Здесь не было колючей проволоки и немцы ещё не успели нарыть сплошных траншей. Вглядываясь вперед, напрягая слух, Ромашкин стремился уловить голоса или топот, чтобы лучше сориентироваться и провести группу в промежутке между окопами. Днем Василий видел в стереотрубу эти прерывчатые окопы, они тянулись по полю, как извилистый пунктир.
Справа забил длинными очередями пулемёт. От разведчиков далеко, но эта стрельба могла насторожить других. «Какой черт его там потревожил?» С нашей стороны тоже застучал «максим». Немецкий пулемётчик помолчал, потом вновь пустил огненные жала. «Максим» тут же влил ему ответную порцию пуль. Немец смолк.
Иногда вспыхивали ракеты. Пока их свет падал на землю, из наших траншей гремели одиночные выстрелы. Пули летели точно в то место, где сидел ракетчик. Это работали снайперы.
Ромашкин знал: сейчас там, позади, хлопочет комиссар. Уже при второй очереди, пущенной немецким пулемётом, Гарбуз наверняка позвонил командиру правофлангового батальона и холодно спросил: «Товарищ Журавлев, почему в вашем районе немецкий пулемёт разгулялся? Попрошу вас — займитесь, и чтобы я вам больше не звонил».
Ромашкин ясно представлял, как Журавлев, чертыхаясь хриплым, сорванным на телефонах голосом, отдает кому-то распоряжение идти или даже спешит сам в пулемётный взвод. И вот, пожалуйста, результат: фашиста заставили замолчать.
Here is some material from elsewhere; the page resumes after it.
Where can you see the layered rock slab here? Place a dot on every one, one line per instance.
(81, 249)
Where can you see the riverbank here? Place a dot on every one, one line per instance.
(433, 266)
Впереди послышался наконец сдержанный говор — немцы. Движения Василия стали предельно осторожными. Он пополз влево. Оглядываясь назад, следил, чтобы не отстала группа. Разведчики бесшумно скользили за ним. Сейчас только брякни автоматом или кашляни, сразу все вокруг закипит огнем. Взметнутся вверх ракеты, польются сплошным дождем трассирующие пули, забухают взрывы гранат.
Говор постепенно отодвигался назад. Осторожно уползая от него, Ромашкин радовался: «Кажется, передний край пересекли, теперь добраться бы до кустарника, а там недалеко и высота с флагом».
Когда перед глазами встали черные ветки, он поднялся и, пригибаясь, повел группу по самому краю кустарника, маскируясь его темными опушками.
Впереди на светлом фоне неба отчетливо проецировалась высота. Подойдя ближе, Ромашкин увидел и флаг на её вершине. Взглянул на часы — было десять. Флаг казался черным.
Ромашкин указал пальцем на Коноплева и Голощапова, махнул в сторону, с которой им предстояло заходить. Коноплев кивнул напарнику, и они скрылись в темноте. Во второй группе были сам Ромашкин и Рогатин. Для третьей, блокирующей группы задача пока не определилась. Поэтому Василий махнул Лузгину, чтобы тот вместе с Пролеткиным следовал за ним.
Высота вблизи выглядела огромной. У подошвы её росли одинокие кусты и виднелись черные промоины от многочисленных ручьев.